It looks to me like a Forstener bit, or a hinge cutting bit, and as said above with the cutting blade or pilot adapted.


----------



## Ulrich (29 Jul 2006)

Hello Pekka, 

gratulation - I have been very impressed by your self built lathe. But I have a question referring to your chisels, too: I am facing the same problem - I have gained recently some old stanley chisels with composite handles, which I should like to replace by new ones turned from applewood. Your method, to attach to the top of the handle a piece of leather as a shock absorber is very appealing, and I should like to imitate your method. But how did you attach the leather to the wood? With cyanoacrylate glue?

I should be thankful for some more informations and, maybe, a picture of the top of your handles.

Best wishes from Germany

Ulrich


----------



## Paul Chapman (29 Jul 2006)

Fabulous lathe and really interesting thread, Pekka =D> =D> 

Paul


----------



## Pekka Huhta (29 Jul 2006)

I have to take a pic on the drill bit (the sorry "knot bore"), it's sure that you all should know it. Well, if it isn't a finnish specialty anyway. Would you settle for an "oksapora" then?  A Forstner bit it isn't but it's one that's doing exactly the same job. Pine is the most common wood around here and it has plenty of knots. You just drill a shallow hole in the wood on the knot and put a plug in it instead. That way you don't get the pitch oozing out through the paint or whatever you're using for finish. They use it a lot when building wooden boats around here. And for just about anything else as well. 

I'm sure that there are plenty of people here who can explain the chisel handles better than I, but here is how I did it. 

First I drilled the outside diameter with a 44 mm hole saw, the type you put on your drill. The biggest leather punch I had was 20 mm, so that's what I used for the inside hole. I just turned the chisel end to about 20+ mm to make it a snug fit and used contact cement to glue the leather rings on place before turning them to the right size. Cyanoacrylate is OK I guess, but for leather... Have you ever seen a shoemaker use cyanoacrylate for repairing your boots? I haven't for sure 

I don't have too good images on the finished handles, but here is on on a semi-finished one. As you can see, the turning chisels were shamefully dull (the leather looks all "hairy"), but I got it done anyway. Polishing took care of that. 

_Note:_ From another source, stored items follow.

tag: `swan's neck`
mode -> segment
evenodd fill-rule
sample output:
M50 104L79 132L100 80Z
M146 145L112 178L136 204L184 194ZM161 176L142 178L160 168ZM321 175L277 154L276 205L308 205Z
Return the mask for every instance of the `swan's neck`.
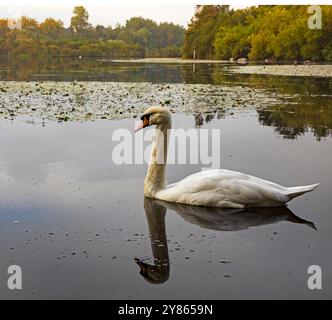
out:
M144 180L144 195L154 198L155 194L166 187L166 162L168 134L171 120L157 126L152 141L148 172Z

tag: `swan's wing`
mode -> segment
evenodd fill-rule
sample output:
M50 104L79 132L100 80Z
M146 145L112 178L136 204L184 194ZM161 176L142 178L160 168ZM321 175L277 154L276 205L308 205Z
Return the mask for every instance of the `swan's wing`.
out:
M268 181L267 181L268 182ZM279 188L274 188L269 183L255 180L243 180L239 178L223 180L220 190L227 196L229 201L247 205L262 205L276 202L285 203L289 200L287 194Z
M274 182L271 182L268 180L257 178L257 177L254 177L249 174L242 173L242 172L226 170L226 169L202 170L202 171L199 171L192 175L189 175L188 177L184 178L181 181L186 181L187 179L191 180L193 178L199 178L199 177L208 178L208 179L212 179L212 180L239 179L241 181L256 182L257 184L259 184L261 186L271 187L273 189L280 190L283 192L286 191L286 189L287 189L284 186L281 186L277 183L274 183Z
M266 206L289 200L286 188L236 171L204 170L158 192L161 200L217 207Z

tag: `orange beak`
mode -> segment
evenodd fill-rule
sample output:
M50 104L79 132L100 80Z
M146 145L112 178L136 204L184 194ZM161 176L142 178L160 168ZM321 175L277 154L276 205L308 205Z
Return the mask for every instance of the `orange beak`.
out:
M148 125L149 125L149 119L147 117L144 117L143 120L135 128L135 132L147 127Z

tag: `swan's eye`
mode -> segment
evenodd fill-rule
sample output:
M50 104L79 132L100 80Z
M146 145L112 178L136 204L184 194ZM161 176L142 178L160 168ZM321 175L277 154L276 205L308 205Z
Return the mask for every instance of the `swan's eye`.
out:
M152 115L152 113L148 113L148 114L143 114L142 116L141 116L141 120L143 120L144 121L144 119L146 119L146 120L150 120L150 116Z

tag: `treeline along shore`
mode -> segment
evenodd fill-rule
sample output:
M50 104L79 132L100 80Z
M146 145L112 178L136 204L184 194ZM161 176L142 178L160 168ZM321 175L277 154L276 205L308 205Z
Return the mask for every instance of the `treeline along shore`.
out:
M332 6L319 6L319 12L308 8L196 6L185 29L142 17L115 27L92 26L87 10L77 6L67 28L53 18L0 19L0 55L332 61ZM308 19L316 23L313 28Z
M183 56L332 61L332 6L197 6Z
M17 21L0 19L0 54L110 59L180 57L184 33L180 25L157 24L141 17L127 20L124 26L92 26L87 10L77 6L68 28L53 18L41 23L29 17Z

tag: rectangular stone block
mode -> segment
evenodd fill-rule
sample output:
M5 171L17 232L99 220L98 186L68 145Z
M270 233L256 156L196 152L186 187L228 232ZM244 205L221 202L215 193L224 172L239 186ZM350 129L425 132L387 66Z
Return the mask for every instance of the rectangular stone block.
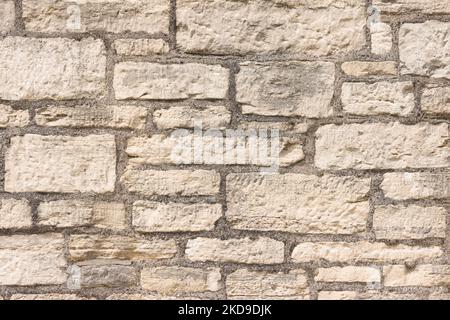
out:
M26 199L0 200L0 229L31 227L31 207Z
M1 300L1 299L0 299ZM23 301L52 301L52 300L87 300L86 298L77 296L76 294L69 293L26 293L26 294L13 294L11 300L23 300Z
M448 124L325 125L316 132L320 169L441 168L450 165Z
M3 100L69 100L106 93L105 46L93 38L4 38L0 70Z
M392 28L381 21L369 23L371 52L376 55L387 55L392 52Z
M236 75L242 113L331 116L335 67L331 62L246 63Z
M67 286L72 290L91 288L128 288L139 282L138 272L127 265L71 266Z
M144 129L147 109L138 106L45 107L36 111L36 124L46 127Z
M450 3L447 0L374 0L373 6L382 15L450 13Z
M207 231L222 217L221 204L161 203L133 204L133 226L141 232Z
M185 254L191 261L275 264L284 260L284 244L270 238L195 238L188 240Z
M0 128L25 127L30 122L28 110L13 109L0 104Z
M450 86L426 86L422 94L422 111L429 114L450 114Z
M445 238L447 211L442 207L380 206L373 229L377 239Z
M66 281L60 234L0 237L0 285L59 285Z
M292 233L364 232L370 179L303 174L230 174L226 218L233 228Z
M169 32L169 0L24 0L23 20L38 32Z
M15 5L13 0L3 0L0 2L0 35L14 29L16 18Z
M386 287L438 287L450 285L449 265L418 265L407 268L405 265L383 267Z
M274 121L240 121L238 128L241 130L279 130L280 134L302 134L306 133L310 127L307 122L274 122Z
M135 170L128 168L122 183L130 192L145 195L215 195L220 175L211 170Z
M343 55L364 46L360 1L177 2L177 43L205 54Z
M380 282L381 273L372 267L319 268L314 277L318 282Z
M5 160L8 192L114 191L112 135L12 137Z
M114 49L123 56L151 56L169 52L169 44L162 39L118 39Z
M395 61L349 61L341 68L352 77L387 77L398 73Z
M227 276L227 299L231 300L308 300L305 271L270 273L239 269Z
M225 99L228 70L198 63L121 62L114 71L116 99Z

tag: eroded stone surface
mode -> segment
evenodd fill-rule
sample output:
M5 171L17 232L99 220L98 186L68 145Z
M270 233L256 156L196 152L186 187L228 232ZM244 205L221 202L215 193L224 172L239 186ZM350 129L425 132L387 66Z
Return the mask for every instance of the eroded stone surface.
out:
M319 282L380 282L380 270L372 267L319 268L314 277Z
M395 61L349 61L344 62L341 68L353 77L395 76L398 72Z
M118 39L114 41L118 55L149 56L169 52L169 44L162 39Z
M450 3L447 0L374 0L373 6L382 15L401 13L450 13Z
M0 200L0 229L27 228L31 225L31 207L27 200Z
M28 110L13 109L0 104L0 128L25 127L30 121Z
M450 284L449 265L426 264L414 268L404 265L385 266L383 275L384 285L387 287L437 287Z
M426 86L422 94L422 110L430 114L450 114L450 86Z
M13 0L3 0L0 2L0 34L7 33L14 29L15 5Z

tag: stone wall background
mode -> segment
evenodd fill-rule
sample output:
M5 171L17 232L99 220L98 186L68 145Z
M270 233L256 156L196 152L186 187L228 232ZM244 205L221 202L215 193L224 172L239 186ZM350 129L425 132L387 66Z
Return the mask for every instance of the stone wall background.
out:
M1 0L0 299L446 299L447 0ZM279 128L280 174L171 132Z

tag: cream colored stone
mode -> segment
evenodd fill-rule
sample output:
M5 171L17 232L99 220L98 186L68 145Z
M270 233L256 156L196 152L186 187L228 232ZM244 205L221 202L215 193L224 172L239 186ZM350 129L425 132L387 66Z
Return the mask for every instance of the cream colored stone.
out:
M370 179L303 174L230 174L226 218L233 228L293 233L364 232Z
M220 204L137 201L133 226L141 232L207 231L222 217Z
M35 120L37 125L47 127L144 129L147 109L138 106L50 106L38 109Z
M194 128L225 129L231 121L231 112L224 106L207 106L206 108L171 107L156 110L153 122L158 129Z
M283 262L284 244L270 238L195 238L188 240L185 254L191 261L274 264Z
M237 300L307 300L308 279L303 270L269 273L239 269L227 277L227 298Z
M242 113L331 116L335 67L330 62L246 63L236 75Z
M139 282L138 272L126 265L71 266L67 286L71 290L90 288L128 288Z
M101 235L72 235L69 240L69 255L74 261L158 260L172 258L176 252L174 240Z
M344 112L357 115L408 116L414 111L414 85L405 82L346 82L342 85Z
M433 20L403 24L399 50L401 74L450 79L450 23Z
M309 129L309 124L306 122L259 122L259 121L241 121L239 129L242 130L279 130L280 133L306 133Z
M142 288L162 295L217 291L221 288L219 269L184 267L145 267Z
M383 267L386 287L422 286L438 287L450 285L449 265L419 265L407 268L404 265Z
M169 32L169 0L24 0L28 31Z
M364 46L363 2L179 0L177 44L187 52L328 56Z
M441 168L450 165L448 124L325 125L316 132L320 169Z
M0 229L28 228L31 225L31 207L27 200L0 200Z
M434 261L442 257L438 246L420 247L404 244L387 245L382 242L305 242L292 252L297 263L326 261L339 263L404 263L405 261Z
M12 137L5 160L8 192L114 191L112 135Z
M0 34L7 33L14 29L16 17L13 0L0 1Z
M372 267L319 268L314 277L318 282L380 282L380 270Z
M392 172L383 176L384 195L395 200L450 198L450 173Z
M24 300L24 301L51 301L51 300L86 300L76 294L68 293L26 293L26 294L13 294L11 300Z
M420 295L368 290L357 291L320 291L318 300L422 300Z
M450 114L450 86L426 86L422 94L422 110L429 114Z
M25 127L29 122L30 113L28 110L13 109L10 106L0 104L0 128Z
M108 297L106 300L202 300L197 297L192 296L165 296L160 294L149 294L149 293L114 293Z
M380 206L373 229L377 239L445 238L447 211L442 207Z
M106 93L101 40L7 37L0 40L0 99L81 99Z
M118 39L114 41L118 55L150 56L169 52L169 45L162 39Z
M356 300L356 291L320 291L317 300Z
M66 281L60 234L0 237L0 285L57 285Z
M447 0L373 0L373 6L382 15L450 13L450 3Z
M353 77L395 76L398 73L395 61L349 61L344 62L341 68Z
M376 21L369 24L372 41L371 51L376 55L386 55L392 51L392 28L387 23Z
M228 70L198 63L121 62L115 66L116 99L224 99Z
M58 200L39 204L37 223L59 228L93 225L125 229L126 212L120 202Z

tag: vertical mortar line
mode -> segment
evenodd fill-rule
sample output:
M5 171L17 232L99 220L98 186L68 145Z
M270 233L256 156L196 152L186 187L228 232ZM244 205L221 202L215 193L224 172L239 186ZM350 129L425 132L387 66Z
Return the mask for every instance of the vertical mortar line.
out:
M242 113L237 102L237 87L236 87L236 74L239 73L239 62L233 60L230 62L230 72L228 79L228 110L231 112L231 123L230 126L233 129L238 128L238 124L242 117Z
M373 8L373 2L372 0L366 0L366 24L364 26L364 33L366 36L366 48L367 53L372 55L372 32L370 31L370 25L369 25L369 9Z
M334 63L334 92L331 102L333 116L343 116L343 106L341 101L342 85L344 84L344 74L341 69L342 61Z
M373 216L377 205L383 203L384 195L381 190L381 183L383 182L383 174L375 173L370 177L369 190L369 216L367 219L367 236L369 240L376 240L375 231L373 229Z
M14 10L15 10L15 19L14 19L14 28L15 33L24 35L25 33L25 24L23 22L23 6L22 0L14 1Z
M177 51L177 0L170 0L169 50L171 52Z
M414 85L414 110L413 110L413 116L417 122L419 122L424 114L422 112L422 92L425 84L422 82L422 80L418 79L413 81Z

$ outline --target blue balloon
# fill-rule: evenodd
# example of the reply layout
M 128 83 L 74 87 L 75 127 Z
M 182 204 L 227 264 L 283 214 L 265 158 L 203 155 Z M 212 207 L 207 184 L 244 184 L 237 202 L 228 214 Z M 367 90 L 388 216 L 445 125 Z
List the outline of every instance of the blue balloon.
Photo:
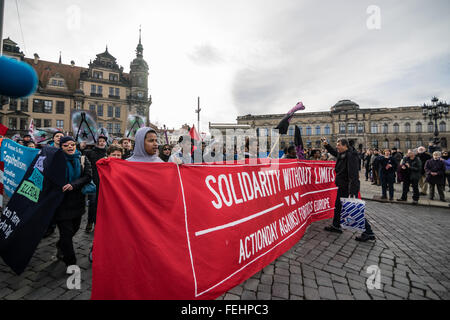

I promised a set of chisels to a friend of mine and that made me build the lathe. I haven't yet even had the time to turn any handles for myself, today I've been busy building a frame for a turntable for another friend (who is nagging that it should be called a "plinth" instead f a frame but I've got no idea what it means. Probably we'll get into another vocabulary discussion  ). 

Pekka


----------



## Noel (4 Aug 2006)

Pekka, welcome to the site and well done on the lathe and chisel handles. Your English is excellent.
With regard to the Knot Borer is it just a simple plug cutter?
I know nothing about Finland except Timo Mäkinen, Pentti Airikkala, Hannu Mikkola, Marku Alen, Ari Vatanen (the best), Henri Toivonen (also the best) and Tommi Makinen and Marcus Gromholm etc and of course one or two F 1 guys too (Kimi). Looking forward to the Neste Ralli Finland later this month.


Rgds

Noel


----------



## Pekka Huhta (7 Aug 2006)

Noel, I'd say it's just a plug cutter. Whenever I get back home from my holiday trip I'll post some more pictures. Now I was just coming off from a sawmill opened around 1880's. For some funny reason all the other guys were a bit frustrated as I had to check all the bits and thingies one by one over there.  

Pekka


----------